İSTİNAF SEBEPLERİ: Davacı vekili, cevap dilekçesi süresinde verilmediğinden davalının münkir sayılması gerektiği halde ileri sürdüğü tüm vakıaların incelendiğini, olayda davalının açık muvafakatı aranmaması gerektiği halde davalı vekilinin muvafakatı aranarak tanıklarının dinlenmediğini, Yargıtay 11. HD. nin 2005/11358 E ve 2007/2881 K ve 15.02.2007 tarihli kararında da yazıldığı üzere tacirler arasında düzenlenmiş olsa bile birden çok sayfadan oluşan yazılı sözleşmelerin devam eden sayfalarının taraflarca imzalanması ve paraf edilmesi şartı bulunmadığını, yalnız metin, içerik anlam ve devam eden maddeler ile başlıkları bakımından mantıksal sıralama ve bütünlük taşıması gerektiğini,sözleşmede 280.000-USD lik “kefilli” senet düzenlemesi öngörüldüğünü ve sözleşmeye istinaden aynı meblağlı senedin … kefil olarak gösterilmek suretiyle müvekkiline verildiğini, ödeme protokolünde tarafların imzası olmasa da senet arkasında davalı borçlu tarafından borcun taksitler halinde ödeneceği yazılmasıyla protokolün taraflar arasında akdedildiğini gösterdiğini, açılan itirazın iptali davasında dava değeri 128.349,67-USD olarak gösterildiğini davalının 180.000-USD üzerinden borçlu olduğunu ikrar ettiğini, yine Kartal … Noterliğinin 23.06.2017 tarih ve… yevmiye nolu ihtarnamesi ile aynı tarihte müvekkilinin hesabına davalı tarafından 350.000-TL ana para ile 11.377,40-TL işlemiş faizin ödendiğini,bununda borcun ikrarı anlamına geldiğini, sözleşmenin imzalandığı 14.12.2012 tarihi ile hisse devrinin ve 280.000-USD lik senedin verildiği tarihin aynı tarih olduğunu bu durumun tarafların 14.12.2012 tarihli sözleşmeye geçerlilik tanıdıklarını gösterdiğini, belirterek ilk derece mahkemesinin davanın reddine ilişkin kararının kaldırılarak davanın kabulüne karar verilmesini talep etmiştir.
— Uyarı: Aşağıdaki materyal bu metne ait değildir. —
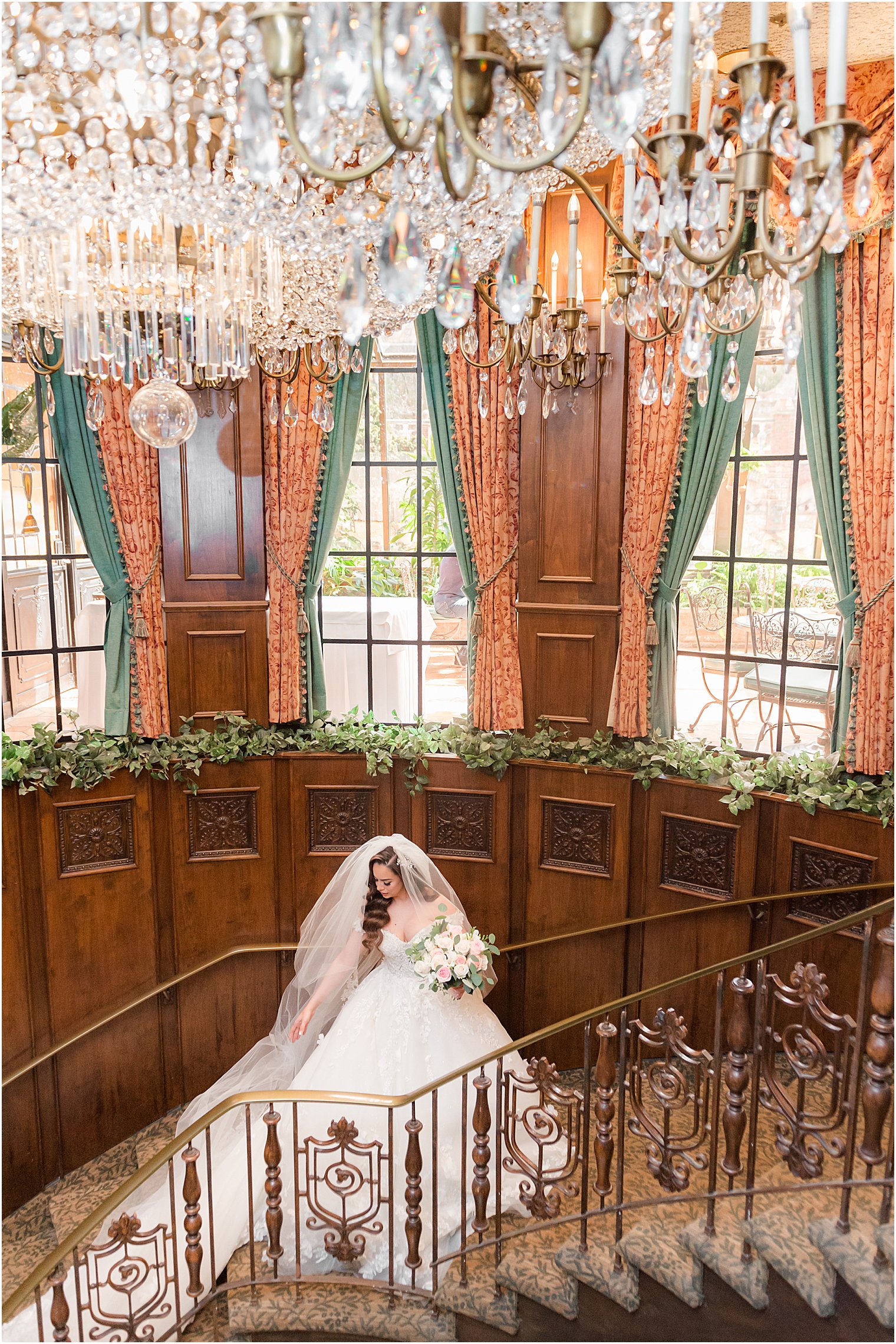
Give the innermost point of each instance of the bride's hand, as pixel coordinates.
(301, 1023)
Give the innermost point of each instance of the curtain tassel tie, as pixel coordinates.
(140, 628)
(651, 635)
(476, 624)
(854, 655)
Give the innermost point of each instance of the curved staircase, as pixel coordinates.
(793, 1237)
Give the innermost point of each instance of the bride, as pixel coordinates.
(357, 1018)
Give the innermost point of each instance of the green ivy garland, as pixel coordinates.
(90, 757)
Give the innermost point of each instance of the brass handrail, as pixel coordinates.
(177, 1144)
(513, 947)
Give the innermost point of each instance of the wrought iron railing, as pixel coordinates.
(707, 908)
(530, 1141)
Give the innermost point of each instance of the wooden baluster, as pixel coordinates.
(193, 1222)
(413, 1194)
(60, 1306)
(878, 1091)
(734, 1120)
(481, 1154)
(273, 1187)
(605, 1109)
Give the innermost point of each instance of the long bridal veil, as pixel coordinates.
(330, 941)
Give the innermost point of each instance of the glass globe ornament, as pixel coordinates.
(162, 414)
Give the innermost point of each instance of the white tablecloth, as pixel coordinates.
(90, 668)
(394, 664)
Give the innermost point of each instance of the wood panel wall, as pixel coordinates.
(112, 891)
(213, 519)
(571, 483)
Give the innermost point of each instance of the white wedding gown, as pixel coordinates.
(391, 1037)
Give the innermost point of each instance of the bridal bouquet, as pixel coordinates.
(449, 957)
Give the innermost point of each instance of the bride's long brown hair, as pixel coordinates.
(377, 906)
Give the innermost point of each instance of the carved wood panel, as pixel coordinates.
(817, 866)
(577, 836)
(222, 823)
(95, 835)
(340, 819)
(699, 857)
(460, 826)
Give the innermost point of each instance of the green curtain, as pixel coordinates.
(437, 381)
(85, 483)
(818, 401)
(704, 459)
(339, 450)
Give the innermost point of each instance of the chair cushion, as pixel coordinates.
(802, 683)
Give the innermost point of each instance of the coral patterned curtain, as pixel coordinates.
(488, 452)
(132, 479)
(867, 334)
(293, 460)
(653, 447)
(869, 98)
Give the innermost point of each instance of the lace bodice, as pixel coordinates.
(396, 954)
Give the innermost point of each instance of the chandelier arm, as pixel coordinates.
(731, 331)
(521, 166)
(630, 246)
(340, 176)
(35, 362)
(645, 340)
(786, 260)
(398, 137)
(441, 155)
(285, 375)
(481, 288)
(489, 363)
(729, 249)
(671, 328)
(548, 363)
(319, 378)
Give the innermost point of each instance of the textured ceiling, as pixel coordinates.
(871, 31)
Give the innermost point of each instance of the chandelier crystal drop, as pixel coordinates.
(162, 413)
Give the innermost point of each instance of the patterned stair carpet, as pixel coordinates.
(34, 1230)
(794, 1234)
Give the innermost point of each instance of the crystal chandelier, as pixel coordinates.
(546, 343)
(678, 236)
(190, 185)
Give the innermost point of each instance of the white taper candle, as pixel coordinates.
(800, 21)
(538, 207)
(681, 71)
(758, 22)
(572, 219)
(628, 187)
(837, 27)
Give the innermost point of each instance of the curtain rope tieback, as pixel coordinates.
(476, 627)
(141, 630)
(301, 620)
(854, 655)
(651, 635)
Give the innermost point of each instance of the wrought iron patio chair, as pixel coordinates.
(709, 613)
(812, 687)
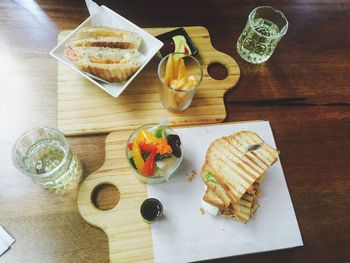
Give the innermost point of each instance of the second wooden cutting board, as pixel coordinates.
(83, 108)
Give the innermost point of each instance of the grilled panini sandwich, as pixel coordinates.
(233, 172)
(107, 53)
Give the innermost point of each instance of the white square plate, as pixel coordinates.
(107, 17)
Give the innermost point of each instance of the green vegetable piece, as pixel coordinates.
(160, 132)
(160, 157)
(131, 160)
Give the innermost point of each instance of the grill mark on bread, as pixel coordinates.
(237, 170)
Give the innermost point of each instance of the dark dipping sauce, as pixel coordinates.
(151, 209)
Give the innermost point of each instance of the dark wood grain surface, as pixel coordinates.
(303, 90)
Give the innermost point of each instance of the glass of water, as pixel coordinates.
(264, 29)
(44, 155)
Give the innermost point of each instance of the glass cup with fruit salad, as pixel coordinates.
(154, 153)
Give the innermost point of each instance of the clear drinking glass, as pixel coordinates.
(44, 154)
(179, 99)
(264, 29)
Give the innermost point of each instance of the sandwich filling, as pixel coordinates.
(233, 173)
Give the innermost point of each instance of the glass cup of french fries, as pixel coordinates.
(180, 75)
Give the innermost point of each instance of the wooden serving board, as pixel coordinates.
(83, 108)
(130, 238)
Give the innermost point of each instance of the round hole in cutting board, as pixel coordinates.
(217, 71)
(105, 196)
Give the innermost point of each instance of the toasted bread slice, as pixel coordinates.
(102, 31)
(111, 64)
(237, 164)
(129, 40)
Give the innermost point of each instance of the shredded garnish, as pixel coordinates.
(163, 147)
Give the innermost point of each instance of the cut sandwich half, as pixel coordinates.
(106, 37)
(107, 63)
(108, 53)
(233, 172)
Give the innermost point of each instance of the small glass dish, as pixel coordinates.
(164, 168)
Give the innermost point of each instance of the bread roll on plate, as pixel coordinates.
(108, 53)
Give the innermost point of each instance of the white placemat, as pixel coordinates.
(185, 234)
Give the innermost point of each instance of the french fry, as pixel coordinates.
(188, 86)
(177, 83)
(182, 69)
(169, 70)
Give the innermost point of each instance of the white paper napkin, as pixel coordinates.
(6, 241)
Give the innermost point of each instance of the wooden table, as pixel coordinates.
(303, 90)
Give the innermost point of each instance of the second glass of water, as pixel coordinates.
(44, 155)
(264, 29)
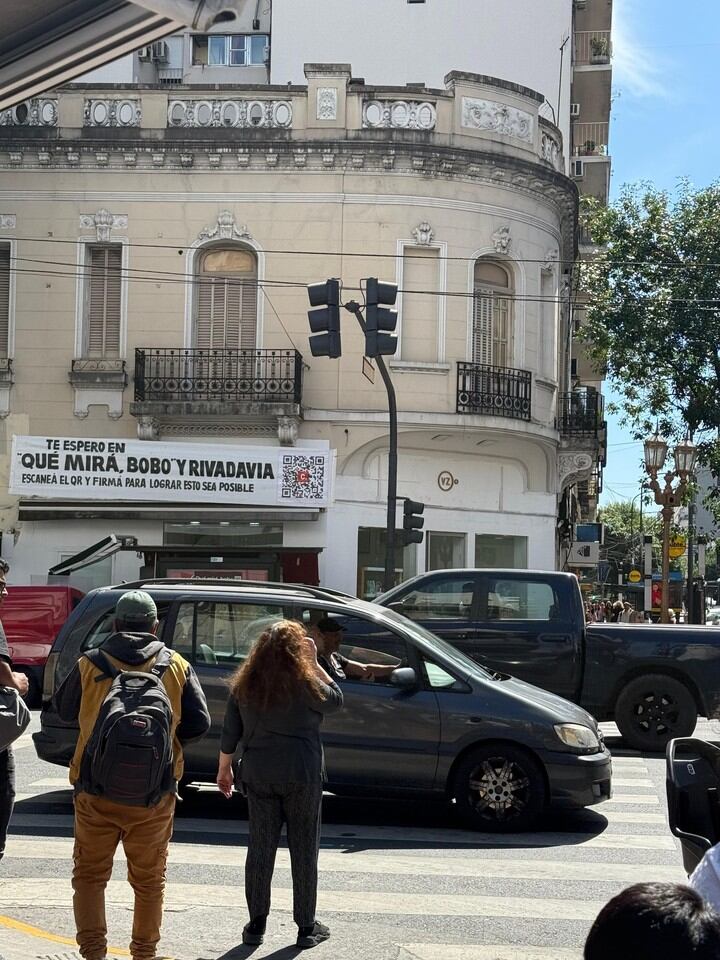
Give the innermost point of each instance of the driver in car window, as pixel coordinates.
(327, 634)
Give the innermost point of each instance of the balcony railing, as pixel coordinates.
(497, 391)
(590, 139)
(580, 413)
(592, 46)
(172, 375)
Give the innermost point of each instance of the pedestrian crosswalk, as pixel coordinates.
(411, 886)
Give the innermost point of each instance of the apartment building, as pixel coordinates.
(155, 242)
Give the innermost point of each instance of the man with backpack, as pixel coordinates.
(136, 702)
(19, 682)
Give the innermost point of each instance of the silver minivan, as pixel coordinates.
(439, 724)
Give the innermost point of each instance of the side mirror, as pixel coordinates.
(403, 677)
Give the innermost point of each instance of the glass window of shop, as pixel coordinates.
(445, 551)
(223, 533)
(509, 553)
(371, 561)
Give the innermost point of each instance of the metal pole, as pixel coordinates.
(647, 594)
(389, 577)
(691, 562)
(389, 572)
(667, 515)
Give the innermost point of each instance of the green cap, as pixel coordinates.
(136, 606)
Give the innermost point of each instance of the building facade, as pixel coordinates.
(156, 239)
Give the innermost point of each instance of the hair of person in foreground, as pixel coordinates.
(280, 667)
(655, 921)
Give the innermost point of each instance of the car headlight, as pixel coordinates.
(577, 736)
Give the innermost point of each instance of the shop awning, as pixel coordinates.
(96, 551)
(45, 43)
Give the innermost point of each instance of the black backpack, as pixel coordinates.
(129, 756)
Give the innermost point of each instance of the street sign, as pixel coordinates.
(677, 547)
(368, 370)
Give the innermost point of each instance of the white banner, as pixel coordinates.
(72, 468)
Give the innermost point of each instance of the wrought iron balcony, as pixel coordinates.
(497, 391)
(171, 375)
(580, 413)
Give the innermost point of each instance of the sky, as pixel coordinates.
(666, 73)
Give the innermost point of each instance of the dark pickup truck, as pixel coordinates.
(653, 681)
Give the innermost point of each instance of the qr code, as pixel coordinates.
(302, 477)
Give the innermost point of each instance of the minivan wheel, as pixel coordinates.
(499, 788)
(651, 710)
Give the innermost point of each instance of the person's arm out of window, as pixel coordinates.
(194, 714)
(230, 738)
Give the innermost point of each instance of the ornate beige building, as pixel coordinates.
(155, 245)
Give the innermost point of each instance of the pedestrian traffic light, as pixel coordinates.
(413, 521)
(379, 318)
(325, 320)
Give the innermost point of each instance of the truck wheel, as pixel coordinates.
(499, 788)
(651, 710)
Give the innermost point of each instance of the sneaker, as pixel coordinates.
(254, 932)
(312, 936)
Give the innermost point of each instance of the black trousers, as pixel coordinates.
(7, 793)
(269, 806)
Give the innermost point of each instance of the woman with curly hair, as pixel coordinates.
(276, 705)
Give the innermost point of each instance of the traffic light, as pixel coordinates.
(325, 320)
(413, 521)
(378, 318)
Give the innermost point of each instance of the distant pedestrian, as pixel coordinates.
(655, 921)
(136, 702)
(8, 678)
(276, 705)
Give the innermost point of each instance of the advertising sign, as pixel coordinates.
(79, 469)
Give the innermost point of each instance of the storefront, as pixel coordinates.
(98, 511)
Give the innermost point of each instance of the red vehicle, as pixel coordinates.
(32, 617)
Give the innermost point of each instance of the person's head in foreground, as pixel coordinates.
(655, 921)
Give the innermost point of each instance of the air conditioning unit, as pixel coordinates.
(160, 52)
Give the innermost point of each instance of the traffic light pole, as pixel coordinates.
(389, 574)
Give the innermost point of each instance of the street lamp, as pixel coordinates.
(667, 496)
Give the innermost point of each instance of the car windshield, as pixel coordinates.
(453, 656)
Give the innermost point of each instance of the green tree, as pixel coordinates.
(653, 314)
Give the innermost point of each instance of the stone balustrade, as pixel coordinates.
(471, 113)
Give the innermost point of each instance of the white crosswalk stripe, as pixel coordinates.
(490, 897)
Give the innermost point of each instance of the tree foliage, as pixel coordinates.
(653, 316)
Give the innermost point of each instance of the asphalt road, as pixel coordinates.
(399, 880)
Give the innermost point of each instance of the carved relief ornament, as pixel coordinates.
(103, 222)
(225, 228)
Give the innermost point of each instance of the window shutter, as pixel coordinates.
(482, 334)
(226, 312)
(4, 301)
(248, 316)
(104, 295)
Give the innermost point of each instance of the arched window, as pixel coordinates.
(226, 301)
(492, 315)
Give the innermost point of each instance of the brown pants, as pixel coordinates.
(100, 825)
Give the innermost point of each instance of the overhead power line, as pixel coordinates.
(182, 247)
(153, 276)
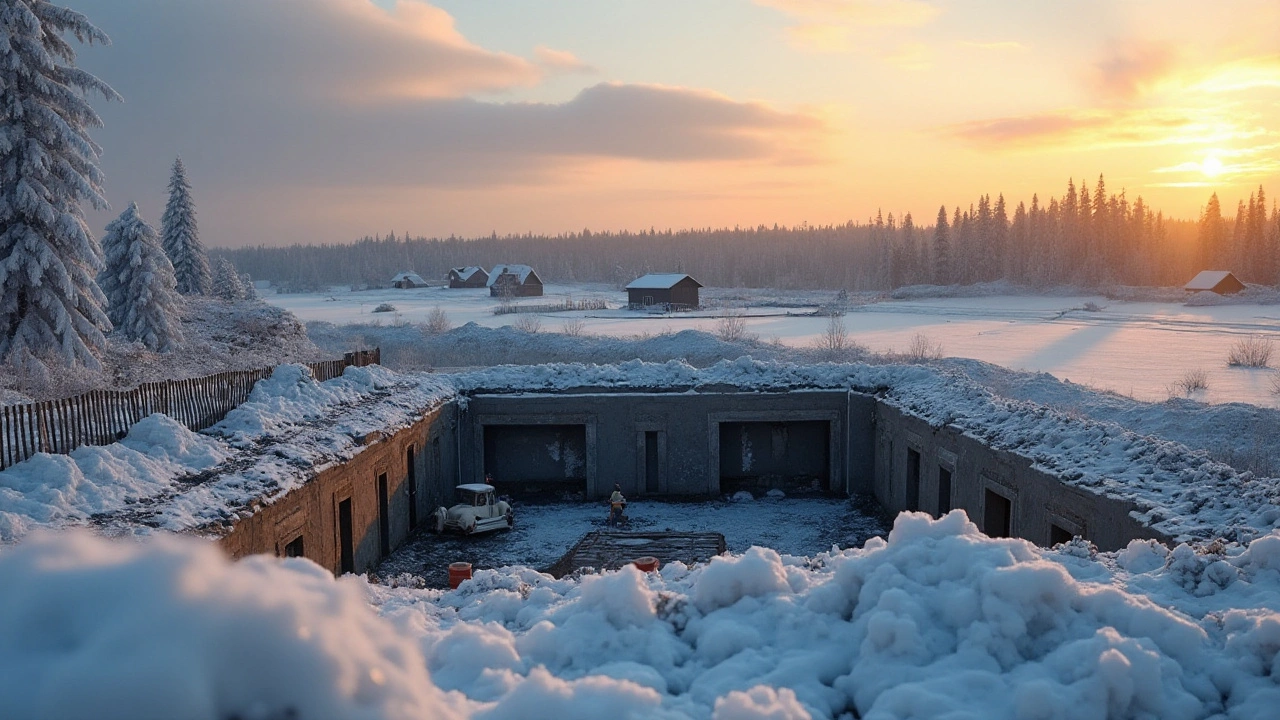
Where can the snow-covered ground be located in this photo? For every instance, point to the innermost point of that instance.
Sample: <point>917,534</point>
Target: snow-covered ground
<point>1137,349</point>
<point>936,620</point>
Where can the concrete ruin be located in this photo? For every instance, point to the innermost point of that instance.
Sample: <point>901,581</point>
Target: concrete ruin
<point>672,442</point>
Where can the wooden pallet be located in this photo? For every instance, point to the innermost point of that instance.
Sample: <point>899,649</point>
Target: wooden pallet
<point>607,550</point>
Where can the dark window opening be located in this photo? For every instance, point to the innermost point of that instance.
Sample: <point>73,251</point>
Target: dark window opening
<point>346,547</point>
<point>411,478</point>
<point>944,491</point>
<point>996,520</point>
<point>384,525</point>
<point>913,479</point>
<point>1057,536</point>
<point>650,461</point>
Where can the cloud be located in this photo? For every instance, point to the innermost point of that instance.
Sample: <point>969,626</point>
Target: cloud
<point>560,60</point>
<point>862,13</point>
<point>312,98</point>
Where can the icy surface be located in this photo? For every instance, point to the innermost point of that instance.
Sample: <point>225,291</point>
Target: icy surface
<point>935,620</point>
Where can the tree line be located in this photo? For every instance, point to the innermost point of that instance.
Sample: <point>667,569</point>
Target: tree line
<point>1086,237</point>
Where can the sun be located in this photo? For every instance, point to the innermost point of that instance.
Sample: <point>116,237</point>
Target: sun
<point>1212,167</point>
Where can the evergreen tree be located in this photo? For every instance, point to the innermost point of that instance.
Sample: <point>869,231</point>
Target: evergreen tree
<point>227,283</point>
<point>941,249</point>
<point>182,237</point>
<point>138,283</point>
<point>50,308</point>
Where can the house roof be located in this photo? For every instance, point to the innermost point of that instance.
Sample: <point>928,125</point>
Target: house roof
<point>659,281</point>
<point>1207,279</point>
<point>521,272</point>
<point>465,273</point>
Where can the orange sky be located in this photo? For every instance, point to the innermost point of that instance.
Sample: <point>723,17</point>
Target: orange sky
<point>467,117</point>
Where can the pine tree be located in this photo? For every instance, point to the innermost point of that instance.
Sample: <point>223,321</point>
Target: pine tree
<point>50,308</point>
<point>941,249</point>
<point>138,283</point>
<point>227,282</point>
<point>182,237</point>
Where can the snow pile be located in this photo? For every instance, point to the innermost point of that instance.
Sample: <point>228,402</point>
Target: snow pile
<point>173,629</point>
<point>58,490</point>
<point>936,620</point>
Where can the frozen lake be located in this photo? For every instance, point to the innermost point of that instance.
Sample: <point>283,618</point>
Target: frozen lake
<point>1137,349</point>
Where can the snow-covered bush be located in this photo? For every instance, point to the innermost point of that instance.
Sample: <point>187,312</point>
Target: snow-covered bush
<point>51,310</point>
<point>437,322</point>
<point>182,237</point>
<point>528,322</point>
<point>1253,351</point>
<point>141,292</point>
<point>227,283</point>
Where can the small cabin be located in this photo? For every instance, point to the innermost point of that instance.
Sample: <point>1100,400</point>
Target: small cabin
<point>675,291</point>
<point>406,281</point>
<point>1221,282</point>
<point>515,281</point>
<point>469,277</point>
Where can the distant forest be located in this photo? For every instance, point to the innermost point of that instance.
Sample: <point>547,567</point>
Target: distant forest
<point>1087,237</point>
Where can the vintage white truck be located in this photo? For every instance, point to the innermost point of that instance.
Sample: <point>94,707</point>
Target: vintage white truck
<point>476,511</point>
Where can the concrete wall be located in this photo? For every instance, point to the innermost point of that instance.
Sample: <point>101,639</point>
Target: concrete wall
<point>686,427</point>
<point>311,510</point>
<point>979,474</point>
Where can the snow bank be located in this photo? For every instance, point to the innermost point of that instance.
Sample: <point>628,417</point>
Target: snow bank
<point>936,620</point>
<point>58,490</point>
<point>173,629</point>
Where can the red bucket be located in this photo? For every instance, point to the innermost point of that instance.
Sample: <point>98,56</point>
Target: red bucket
<point>458,572</point>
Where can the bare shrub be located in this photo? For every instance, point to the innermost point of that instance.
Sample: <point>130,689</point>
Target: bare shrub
<point>1253,351</point>
<point>731,326</point>
<point>1192,381</point>
<point>437,322</point>
<point>922,349</point>
<point>528,323</point>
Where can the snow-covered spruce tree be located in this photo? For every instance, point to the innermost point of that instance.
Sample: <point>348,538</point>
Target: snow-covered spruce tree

GEREKÇE: Davacı …’nun şirketteki hissesinin tamamını 416.000-TL karşılığı 14.12.2012 tarihinde Kartal …Noterliğinin .. yevmiye nolu noter devir ve temlik sözleşmesi ile davalı …’na devrettiği anlaşılmaktadır. Esasen davacının hissesini davalıya devir ettiği, devir bedelinin ödenmediği hususunda taraflar arasında bir ihtilaf bulunmamaktadır. Uyuşmazlık; hisse devir bedelinin ödenmesi ile ilgili taraflar arasında akdedilen sözleşmelerden hangisinin geçerli olduğu, devir bedelinin ne olduğu , taraflar arasında hisse devir bedelinin ödenmesi konusunda geçerli bir ödeme planı bulunup bulunmadığı noktasında toplanmaktadır.
Davalı vekili tarafından geçerli sözleşme olduğu iddia edilerek dosyaya sunulan 18.10.2012 tarihli .. Ltd. Şti ile ilgili paylaşmalı mal ayrılığı sözlemesi ve davacı tarafından kabul edilen 14.12.2012 tarihli sözleşmenin aynı hisse devrine ilişkin olduğu sabittir. İhtilaf bu sözleşmelerin hangisinin taslak metin hangisinin gerçek metin olduğu hususunun tespiti noktasında toplanmaktadır. Davalı vekili asıl sözleşmenin 18.10.2012 tarihli sözleşme olduğunu kararlaştırılan bedelin 180.000-USD olduğunu,davacı vekili ise geçerli olan ve uygulanan sözleşmenin 14.12.2012 tarihli sözleşme olduğunu ve davalının hisse bedeli olarak ödemesi gereken bedelin 280.000-usd olduğunu iddia etmektedir. Taraflar arasında hisse devir bedeline ilişkin aynı konuda iki ayrı sözleşme yapılmış bulunmakla her iki sözleşmedeki taraflarca atılan imzalar inkar edilmediğine göre tarafların 18.10.2012 tarihli ilk sözleşmeyi yürürlükten kaldırıp sonraki tarihli 14.12.2012 tarihli sözleşmeye geçerlilik tanıdıklarının kabulü gerekir.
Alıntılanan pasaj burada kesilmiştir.